Dans un article du New Yorker (2017), consacré à Huguette Caland, la journaliste résume à grand trait l’enjeu : fille de l’ancien président de la République, Béchara el-Khoury, « elle savait ce qu’on attendait d’elle : être une épouse, une mère et porter du Chanel. Mais elle savait aussi ce qu’elle était : une artiste avec sa propre perception de ce que signifiait une “existence satisfaisante”. Pour Huguette Caland, qui se maria malgré tout, cela signifia mener une vie de bohème et de libertés autant sexuelles qu’artistiques. Au Liban, malgré l’ouverture culturelle des élites, la structure patriarcale maintient ces mêmes préjugés. «On a longtemps perçu les carrières artistiques comme manquant de sérieux», relève encore Lamia Joreige. Et ce n’est pas un hasard si le “sexe faible” se trouve sur-représenté dans ces professions : l’ouverture de l’Académie libanaise des beaux-arts (Alba), en 1937, 50 % des élèves appartenaient au second sexe. Aujourd’hui, elles représentent même 90 % des inscrits de la section “arts visuels" de l’Alba.
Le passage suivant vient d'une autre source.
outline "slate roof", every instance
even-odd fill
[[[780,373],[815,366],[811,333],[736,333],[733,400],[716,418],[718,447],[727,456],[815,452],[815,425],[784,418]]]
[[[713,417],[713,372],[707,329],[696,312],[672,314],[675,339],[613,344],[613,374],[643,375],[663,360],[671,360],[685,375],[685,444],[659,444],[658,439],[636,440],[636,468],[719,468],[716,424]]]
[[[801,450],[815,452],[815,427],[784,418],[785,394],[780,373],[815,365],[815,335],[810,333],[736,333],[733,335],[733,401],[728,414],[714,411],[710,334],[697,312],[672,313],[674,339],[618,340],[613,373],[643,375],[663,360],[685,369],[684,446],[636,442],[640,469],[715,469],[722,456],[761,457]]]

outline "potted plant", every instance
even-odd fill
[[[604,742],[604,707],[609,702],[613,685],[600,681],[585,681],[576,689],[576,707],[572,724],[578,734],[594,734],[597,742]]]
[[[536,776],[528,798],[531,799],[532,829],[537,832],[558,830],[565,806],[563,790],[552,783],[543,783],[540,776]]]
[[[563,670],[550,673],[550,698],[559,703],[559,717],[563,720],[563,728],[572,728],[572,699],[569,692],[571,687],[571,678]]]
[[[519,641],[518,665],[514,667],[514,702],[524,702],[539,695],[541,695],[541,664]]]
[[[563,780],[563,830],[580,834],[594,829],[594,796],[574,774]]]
Exposition pionnière en 2006

Mais le vent tourne. «Dans la région, la femme gagne en reconnaissance. Même un pays aussi figé que l’Arabie saoudite lui reconnaît une plus grande émancipation», assure Abraham Karabajakian. Partout, se multiplient les expositions consacrées aux femmes. Au Liban, ce mouvement de reconnaissance date d’une bonne dizaine d’années. Première à avoir pris conscience de l’importance de la création féminine : l'artiste et curatrice Zena el-Khalil. Celle-ci a organisé dès 2006 la première exposition entièrement consacrée aux femmes artistes avec un titre évocateur : “Shu tabkha, ya mara ?” (“Femme, qu’est-ce que tu cuisines ?”). Depuis, les expositions collectives, voire les rétrospectives se succèdent.
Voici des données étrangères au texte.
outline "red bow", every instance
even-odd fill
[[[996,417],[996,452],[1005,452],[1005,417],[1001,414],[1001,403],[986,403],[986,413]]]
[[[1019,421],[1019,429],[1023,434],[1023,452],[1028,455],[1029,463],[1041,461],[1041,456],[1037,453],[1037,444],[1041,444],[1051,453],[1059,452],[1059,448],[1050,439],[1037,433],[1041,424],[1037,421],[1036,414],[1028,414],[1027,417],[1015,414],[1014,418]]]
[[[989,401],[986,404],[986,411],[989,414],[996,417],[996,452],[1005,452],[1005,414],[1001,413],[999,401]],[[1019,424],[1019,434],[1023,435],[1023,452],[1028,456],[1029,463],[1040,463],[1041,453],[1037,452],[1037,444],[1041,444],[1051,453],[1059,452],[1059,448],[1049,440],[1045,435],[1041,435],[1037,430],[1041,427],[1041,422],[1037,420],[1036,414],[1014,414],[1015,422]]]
Davantage exposées, les créatrices se retrouvent aussi de plus en plus souvent “stars des adjudications”. Pour preuve : en octobre 2017, lors des enchères menées par la commissaire Nada Boulos al-Assad (At Auction), à Beyrouth, une œuvre, issue de la série “Silent Letters”, de Huguette Caland, s’est vendue 60 000 dollars (hors commissions) tandis qu’une aquarelle d’Etel Adnan trouvait preneur à 40 000 dollars (hors commissions) après un combat entre plusieurs collectionneurs. « Pour des œuvres de cette taille, utilisant ces techniques, ce sont des records », affirme encore Abraham Karabajakian.

Comment expliquer ce revirement ? D’abord, par le marché lui-même : les coqueluches de naguère sont tombées en désuétude : si les années 1990 et 2000 avaient porté aux nues l’art conceptuel et ses artistes “cérébraux”, ce courant semble désormais trop spéculatif et bien trop risqué pour se maintenir au firmament des ventes. Refroidis par quelques grosses méventes sur le plan international, les acheteurs se sont rabattus sur les artistes avec davantage de bouteille. Au Liban, après avoir exhumé quelques artistes méconnus – on voit ainsi la cote des peintres Aref al-Rayess ou de Fadi Aouad monter doucement mais sûrement depuis plusieurs années – les galeries et les maisons d’enchères braquent désormais les projecteurs sur leur pendant féminin.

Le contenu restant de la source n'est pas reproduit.